You are viewing a plain text version of this content. The canonical link for it is here.
Posted to commits@nutch.apache.org by fe...@apache.org on 2012/02/15 10:38:59 UTC

svn commit: r1244416 - in /nutch/branches/nutchgora: CHANGES.txt src/java/org/apache/nutch/crawl/GeneratorReducer.java

Author: ferdy
Date: Wed Feb 15 09:38:58 2012
New Revision: 1244416

URL: http://svn.apache.org/viewvc?rev=1244416&view=rev
Log:
NUTCH-1279 Check if limit has been reached in GeneraterReducer must be the first check performance-wise.

Modified:
    nutch/branches/nutchgora/CHANGES.txt
    nutch/branches/nutchgora/src/java/org/apache/nutch/crawl/GeneratorReducer.java

Modified: nutch/branches/nutchgora/CHANGES.txt
URL: http://svn.apache.org/viewvc/nutch/branches/nutchgora/CHANGES.txt?rev=1244416&r1=1244415&r2=1244416&view=diff
==============================================================================
--- nutch/branches/nutchgora/CHANGES.txt (original)
+++ nutch/branches/nutchgora/CHANGES.txt Wed Feb 15 09:38:58 2012
@@ -2,6 +2,8 @@ Nutch Change Log
 
 Release nutchgora - Current Development
 
+* NUTCH-1279 Check if limit has been reached in GeneraterReducer must be the first check performance-wise. (ferdy)
+
 * NUTCH-1255 Change ivy.xml of all plugins to remove "nutch.root" property (ferdy)
 
 * NUTCH-1189 add commented out default settings to gora.properties file (lewismc, Ferdy)
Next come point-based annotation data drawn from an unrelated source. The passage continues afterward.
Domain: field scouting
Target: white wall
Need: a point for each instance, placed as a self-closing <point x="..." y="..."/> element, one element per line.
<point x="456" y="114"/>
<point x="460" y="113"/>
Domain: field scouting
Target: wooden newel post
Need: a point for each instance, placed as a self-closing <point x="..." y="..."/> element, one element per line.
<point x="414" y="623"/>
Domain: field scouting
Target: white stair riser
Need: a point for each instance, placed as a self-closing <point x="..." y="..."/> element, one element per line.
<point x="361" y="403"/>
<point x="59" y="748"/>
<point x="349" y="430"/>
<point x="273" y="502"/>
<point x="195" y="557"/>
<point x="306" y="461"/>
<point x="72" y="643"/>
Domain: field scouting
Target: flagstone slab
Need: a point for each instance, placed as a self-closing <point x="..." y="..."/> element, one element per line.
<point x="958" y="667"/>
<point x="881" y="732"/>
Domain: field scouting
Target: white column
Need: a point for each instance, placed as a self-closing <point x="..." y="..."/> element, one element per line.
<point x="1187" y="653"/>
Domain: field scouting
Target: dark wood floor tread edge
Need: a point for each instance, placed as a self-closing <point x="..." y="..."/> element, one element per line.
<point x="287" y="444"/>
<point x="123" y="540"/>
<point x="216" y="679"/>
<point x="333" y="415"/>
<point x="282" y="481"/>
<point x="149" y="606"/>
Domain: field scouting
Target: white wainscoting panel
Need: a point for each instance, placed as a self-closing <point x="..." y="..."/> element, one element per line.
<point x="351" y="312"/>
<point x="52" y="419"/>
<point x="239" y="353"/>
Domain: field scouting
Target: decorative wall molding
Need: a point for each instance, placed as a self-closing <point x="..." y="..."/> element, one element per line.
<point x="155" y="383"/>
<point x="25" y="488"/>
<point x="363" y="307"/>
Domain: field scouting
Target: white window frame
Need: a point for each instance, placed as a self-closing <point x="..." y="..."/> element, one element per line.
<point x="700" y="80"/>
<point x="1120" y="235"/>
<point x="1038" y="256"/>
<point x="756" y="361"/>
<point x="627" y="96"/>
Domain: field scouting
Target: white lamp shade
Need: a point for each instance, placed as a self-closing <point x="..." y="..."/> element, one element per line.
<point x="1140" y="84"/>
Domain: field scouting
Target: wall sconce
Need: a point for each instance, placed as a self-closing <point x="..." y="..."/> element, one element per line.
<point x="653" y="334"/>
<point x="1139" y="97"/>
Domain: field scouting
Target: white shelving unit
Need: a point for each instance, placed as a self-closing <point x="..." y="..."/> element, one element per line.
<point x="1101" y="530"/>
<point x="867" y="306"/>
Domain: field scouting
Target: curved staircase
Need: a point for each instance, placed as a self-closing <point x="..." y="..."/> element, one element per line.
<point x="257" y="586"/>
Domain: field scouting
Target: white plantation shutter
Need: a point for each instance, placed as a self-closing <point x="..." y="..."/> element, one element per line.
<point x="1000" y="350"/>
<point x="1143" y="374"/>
Modified: nutch/branches/nutchgora/src/java/org/apache/nutch/crawl/GeneratorReducer.java
URL: http://svn.apache.org/viewvc/nutch/branches/nutchgora/src/java/org/apache/nutch/crawl/GeneratorReducer.java?rev=1244416&r1=1244415&r2=1244416&view=diff
==============================================================================
--- nutch/branches/nutchgora/src/java/org/apache/nutch/crawl/GeneratorReducer.java (original)
+++ nutch/branches/nutchgora/src/java/org/apache/nutch/crawl/GeneratorReducer.java Wed Feb 15 09:38:58 2012
@@ -50,6 +50,9 @@ extends GoraReducer<SelectorEntry, WebPa
   protected void reduce(SelectorEntry key, Iterable<WebPage> values,
       Context context) throws IOException, InterruptedException {
     for (WebPage page : values) {
+      if (count >= limit) {
+        return;
+      }
       if (maxCount > 0) {
         String hostordomain;
         if (byDomain) {
@@ -68,9 +71,6 @@ extends GoraReducer<SelectorEntry, WebPa
         }
         hostCountMap.put(hostordomain, hostCount + 1);
       }
-      if (count >= limit) {
-        return;
-      }
 
       Mark.GENERATE_MARK.putMark(page, batchId);
       context.write(TableUtil.reverseUrl(key.url), page);